The only thing that has changed is that man is now his own best vector. We are healthy. We are strong. And we go everywhere, all the time. We do it even when we are a bit under the weather. After all, it’s just a cold. Aspirin, fluids, and rest. “I’ll sleep on the plane.”

Tris
“Here Kitty, Kitty, Kitty.” ~ Erwin Schrodinger ~

This is all true, but don’t forget Chlamydia pneumoniae & Chlamydia psittaci: All 3 cause Chalmydia cause human disease.

http://www.emedicine.com/med/topic341.htm

“Chlamydia is NOT a yeast; it’s a disease caused by the BACTERIUM Chlamydia trachomatis, and it’s treated with antibiotics.”

Not quite. The Chinese thought that the epidemic of SARS they experienced in Guangdong province was caused by Chlamydia pneumoniae, not Chlamydia trachomatis, which causes eye infections (“trachoma”) and genital infections (“chlamydia”).

Not really. It’s dessication (or drying out), I would imagine. The AIDS virus can’t survive outside of its body-fluid environment. That’s why you can’t get AIDS from a toilet seat. A cold virus must be contained within body fluid or droplets in order to survive.

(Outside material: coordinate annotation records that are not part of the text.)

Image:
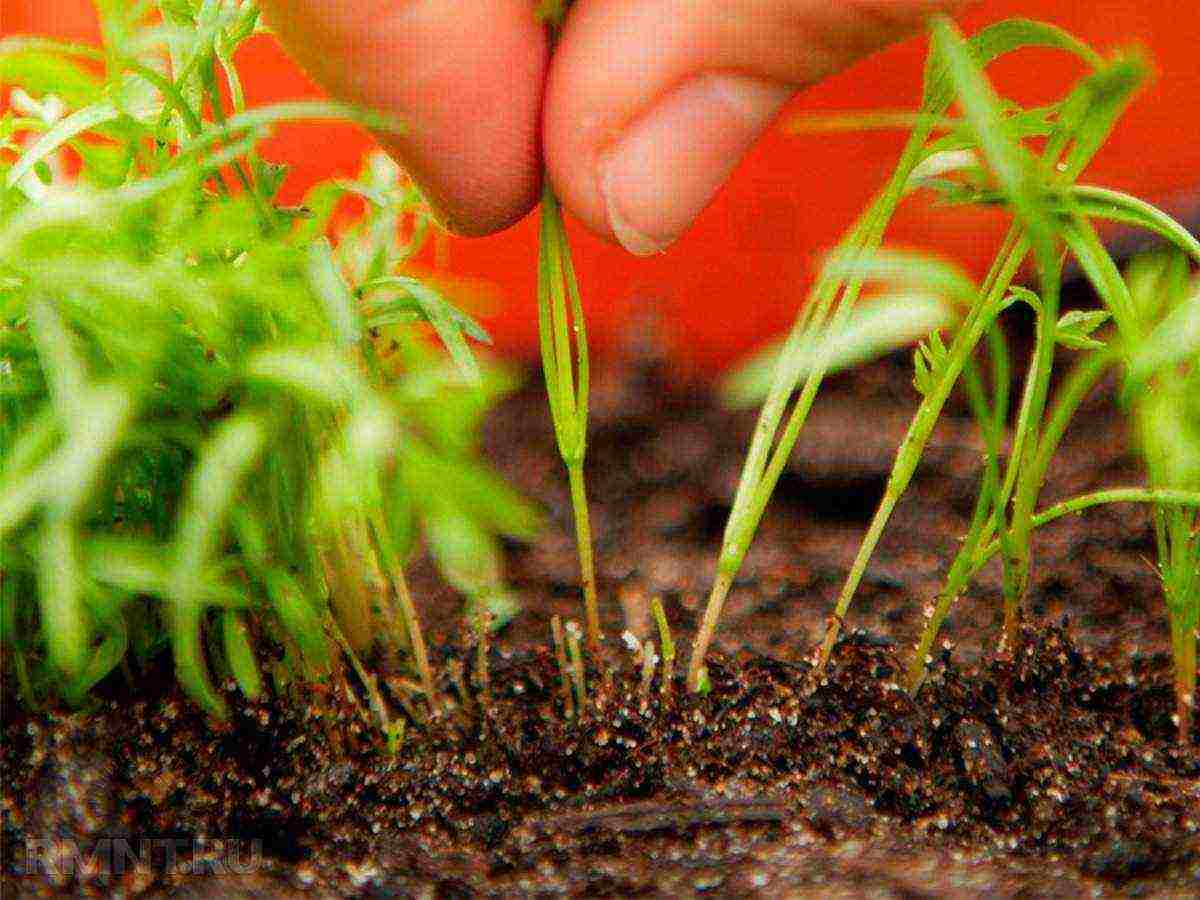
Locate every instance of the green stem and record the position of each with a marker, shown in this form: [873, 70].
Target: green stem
[1029, 485]
[1169, 497]
[922, 426]
[567, 385]
[1183, 645]
[587, 567]
[763, 466]
[1079, 383]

Heaven help us if the AIDS virus ever develops the capability to transmit itself via mosquitos.

How does a vaccine, (like the one responsible for halting Polio) work on a virus or how does it effect the host?

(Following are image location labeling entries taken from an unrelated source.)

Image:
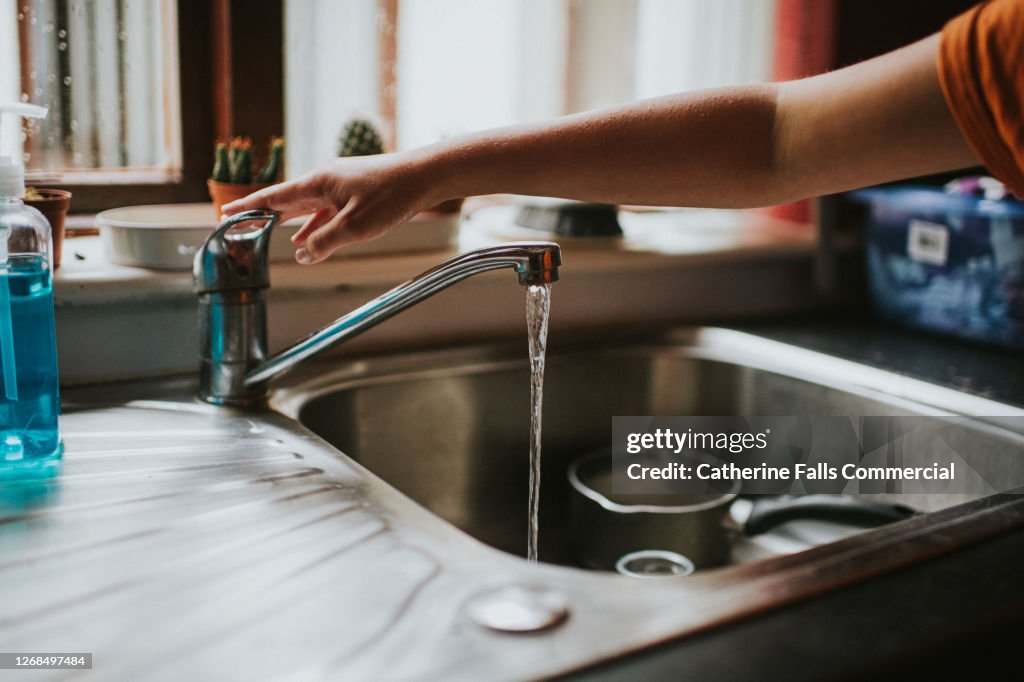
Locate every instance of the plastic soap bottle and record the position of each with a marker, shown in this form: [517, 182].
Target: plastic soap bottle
[30, 440]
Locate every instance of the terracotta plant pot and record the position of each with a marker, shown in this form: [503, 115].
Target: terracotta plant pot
[53, 204]
[225, 193]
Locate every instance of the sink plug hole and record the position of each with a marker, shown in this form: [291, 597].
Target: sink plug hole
[516, 608]
[653, 563]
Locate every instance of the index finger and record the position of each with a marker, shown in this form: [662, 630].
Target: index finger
[290, 199]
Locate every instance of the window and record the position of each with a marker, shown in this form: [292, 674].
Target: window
[108, 73]
[426, 70]
[130, 97]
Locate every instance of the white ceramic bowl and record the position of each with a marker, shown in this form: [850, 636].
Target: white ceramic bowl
[167, 236]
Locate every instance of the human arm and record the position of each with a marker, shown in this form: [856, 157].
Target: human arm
[740, 146]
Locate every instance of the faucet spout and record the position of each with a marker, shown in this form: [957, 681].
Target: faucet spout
[230, 273]
[535, 263]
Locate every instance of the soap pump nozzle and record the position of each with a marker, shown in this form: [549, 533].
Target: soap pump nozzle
[11, 171]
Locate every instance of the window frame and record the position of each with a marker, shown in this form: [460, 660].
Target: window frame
[215, 72]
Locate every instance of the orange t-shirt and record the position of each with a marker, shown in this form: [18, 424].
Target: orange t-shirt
[981, 67]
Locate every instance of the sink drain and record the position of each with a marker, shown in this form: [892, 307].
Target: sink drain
[654, 563]
[517, 608]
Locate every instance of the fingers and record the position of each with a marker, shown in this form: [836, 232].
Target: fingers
[322, 242]
[290, 199]
[313, 222]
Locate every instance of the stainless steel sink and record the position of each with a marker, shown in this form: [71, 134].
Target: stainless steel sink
[450, 428]
[238, 545]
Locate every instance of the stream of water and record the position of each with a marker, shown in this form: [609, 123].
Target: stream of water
[538, 309]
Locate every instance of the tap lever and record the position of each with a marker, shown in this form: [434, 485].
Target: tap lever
[230, 274]
[232, 259]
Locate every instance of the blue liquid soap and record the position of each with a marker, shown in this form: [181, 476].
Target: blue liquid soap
[30, 440]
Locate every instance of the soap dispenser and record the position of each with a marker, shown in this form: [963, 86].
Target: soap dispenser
[30, 440]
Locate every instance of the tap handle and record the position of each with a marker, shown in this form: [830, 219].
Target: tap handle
[236, 259]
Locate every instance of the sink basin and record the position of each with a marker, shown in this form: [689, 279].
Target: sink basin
[450, 429]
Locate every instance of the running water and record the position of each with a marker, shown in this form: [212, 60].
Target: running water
[538, 309]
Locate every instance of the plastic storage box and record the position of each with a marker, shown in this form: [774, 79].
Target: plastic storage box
[947, 262]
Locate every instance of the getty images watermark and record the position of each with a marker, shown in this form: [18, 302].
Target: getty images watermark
[796, 455]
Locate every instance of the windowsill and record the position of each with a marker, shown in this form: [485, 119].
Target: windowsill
[87, 278]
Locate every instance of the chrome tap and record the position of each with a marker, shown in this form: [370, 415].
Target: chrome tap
[230, 272]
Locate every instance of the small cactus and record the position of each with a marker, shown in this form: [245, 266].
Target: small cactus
[221, 166]
[359, 138]
[242, 161]
[274, 161]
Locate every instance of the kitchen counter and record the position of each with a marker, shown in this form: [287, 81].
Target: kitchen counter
[188, 542]
[988, 372]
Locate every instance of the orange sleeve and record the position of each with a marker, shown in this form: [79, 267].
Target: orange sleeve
[981, 68]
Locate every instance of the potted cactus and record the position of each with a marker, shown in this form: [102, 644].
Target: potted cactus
[53, 204]
[359, 137]
[233, 175]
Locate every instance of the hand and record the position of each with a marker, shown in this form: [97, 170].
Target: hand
[350, 200]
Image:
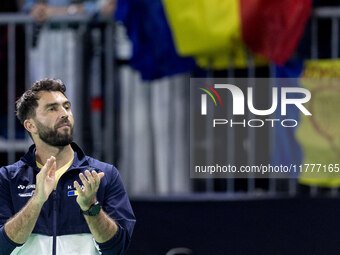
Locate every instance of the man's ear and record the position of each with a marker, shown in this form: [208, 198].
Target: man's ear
[30, 126]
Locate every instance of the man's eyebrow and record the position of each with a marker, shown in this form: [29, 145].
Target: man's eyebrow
[56, 104]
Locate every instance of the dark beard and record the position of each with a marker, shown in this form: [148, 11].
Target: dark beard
[52, 137]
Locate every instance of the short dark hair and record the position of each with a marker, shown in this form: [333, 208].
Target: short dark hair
[28, 102]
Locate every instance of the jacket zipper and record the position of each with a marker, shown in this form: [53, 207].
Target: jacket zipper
[54, 252]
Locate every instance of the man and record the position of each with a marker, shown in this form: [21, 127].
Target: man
[56, 200]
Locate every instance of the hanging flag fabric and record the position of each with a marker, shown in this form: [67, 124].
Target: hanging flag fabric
[274, 28]
[319, 134]
[208, 30]
[154, 53]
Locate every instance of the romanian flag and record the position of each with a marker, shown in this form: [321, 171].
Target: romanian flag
[214, 31]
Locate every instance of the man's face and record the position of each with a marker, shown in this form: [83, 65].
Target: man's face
[54, 119]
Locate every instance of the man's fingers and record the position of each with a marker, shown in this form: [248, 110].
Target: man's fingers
[101, 175]
[90, 179]
[51, 172]
[78, 188]
[84, 181]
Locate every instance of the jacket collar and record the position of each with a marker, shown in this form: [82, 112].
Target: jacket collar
[79, 156]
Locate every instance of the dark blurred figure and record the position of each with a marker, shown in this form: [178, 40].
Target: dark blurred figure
[10, 6]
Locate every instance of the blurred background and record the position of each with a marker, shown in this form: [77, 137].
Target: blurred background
[127, 65]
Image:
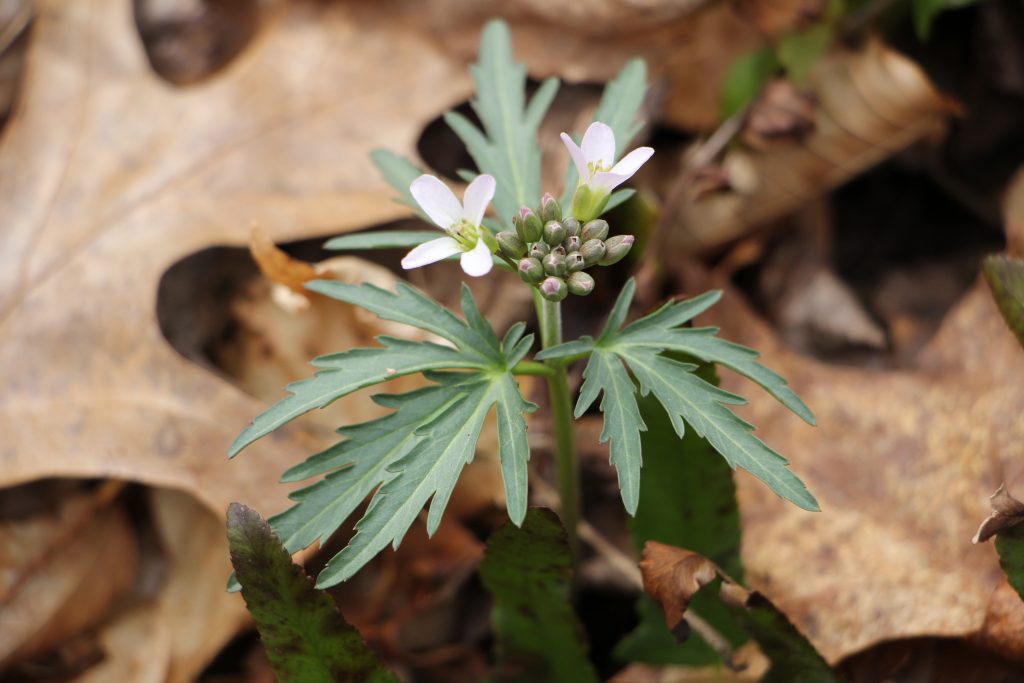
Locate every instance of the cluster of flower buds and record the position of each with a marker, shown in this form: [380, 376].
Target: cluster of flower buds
[553, 251]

College Biology was a long time ago!

A typical vaccine does not attempt to “cure” or attack the virus itself. Rather, it is a weakened form of the virus or a variant that would not do damage but is similar in structure to the target virus. By introducing the vaccine typically prior to infection, this would allow the body to develop its antibody defenses against virii of similar structure - including, if the vaccine has been developed correctly, the target virus.

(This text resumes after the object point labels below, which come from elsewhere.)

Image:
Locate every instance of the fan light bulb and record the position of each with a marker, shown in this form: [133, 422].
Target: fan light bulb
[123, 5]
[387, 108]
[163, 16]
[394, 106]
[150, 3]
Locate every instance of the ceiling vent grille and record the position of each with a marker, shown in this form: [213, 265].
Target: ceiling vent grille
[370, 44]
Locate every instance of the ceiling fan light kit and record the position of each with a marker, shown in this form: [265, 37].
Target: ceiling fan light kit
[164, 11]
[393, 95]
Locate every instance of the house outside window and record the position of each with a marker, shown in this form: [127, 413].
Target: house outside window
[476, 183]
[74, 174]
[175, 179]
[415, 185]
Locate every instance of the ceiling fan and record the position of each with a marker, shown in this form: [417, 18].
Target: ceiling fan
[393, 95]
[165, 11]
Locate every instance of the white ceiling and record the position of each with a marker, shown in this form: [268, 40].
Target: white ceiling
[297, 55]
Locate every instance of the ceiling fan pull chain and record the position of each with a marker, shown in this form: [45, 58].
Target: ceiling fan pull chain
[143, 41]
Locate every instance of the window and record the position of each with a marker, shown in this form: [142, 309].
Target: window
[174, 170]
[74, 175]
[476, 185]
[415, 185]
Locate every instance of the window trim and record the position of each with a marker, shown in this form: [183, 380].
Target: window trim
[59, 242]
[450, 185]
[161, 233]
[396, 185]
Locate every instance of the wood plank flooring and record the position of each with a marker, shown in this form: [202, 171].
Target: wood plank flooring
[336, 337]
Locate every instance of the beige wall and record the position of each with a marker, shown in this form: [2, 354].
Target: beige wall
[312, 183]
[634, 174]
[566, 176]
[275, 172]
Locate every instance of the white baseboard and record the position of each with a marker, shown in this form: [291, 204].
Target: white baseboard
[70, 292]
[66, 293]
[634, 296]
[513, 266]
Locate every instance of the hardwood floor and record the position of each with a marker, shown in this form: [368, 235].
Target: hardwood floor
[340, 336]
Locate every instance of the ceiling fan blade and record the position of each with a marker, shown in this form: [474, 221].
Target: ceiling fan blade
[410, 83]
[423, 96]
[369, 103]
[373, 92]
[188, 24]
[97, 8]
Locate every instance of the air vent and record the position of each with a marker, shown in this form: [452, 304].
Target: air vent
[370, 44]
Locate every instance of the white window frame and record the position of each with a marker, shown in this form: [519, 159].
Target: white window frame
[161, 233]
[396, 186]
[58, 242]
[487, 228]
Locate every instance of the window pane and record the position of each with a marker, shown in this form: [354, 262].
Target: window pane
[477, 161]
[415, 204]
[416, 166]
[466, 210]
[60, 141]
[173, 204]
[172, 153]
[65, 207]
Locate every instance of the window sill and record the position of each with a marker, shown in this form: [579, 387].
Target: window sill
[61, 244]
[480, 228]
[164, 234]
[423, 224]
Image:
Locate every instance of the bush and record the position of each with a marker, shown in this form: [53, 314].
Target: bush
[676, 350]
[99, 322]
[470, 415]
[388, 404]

A more technical explanation of vaccines here.

In the case of HIV, the virus mutates too quickly for any single vaccine to be effective. In the case of the common cold, there are again too many variants to protect against.

It depends. Antibodies target certain receptors on the protein surface of their targets. So unless a microbe suddenly loses those receptors, which seems to be quite unlikely, vaccine remain effective.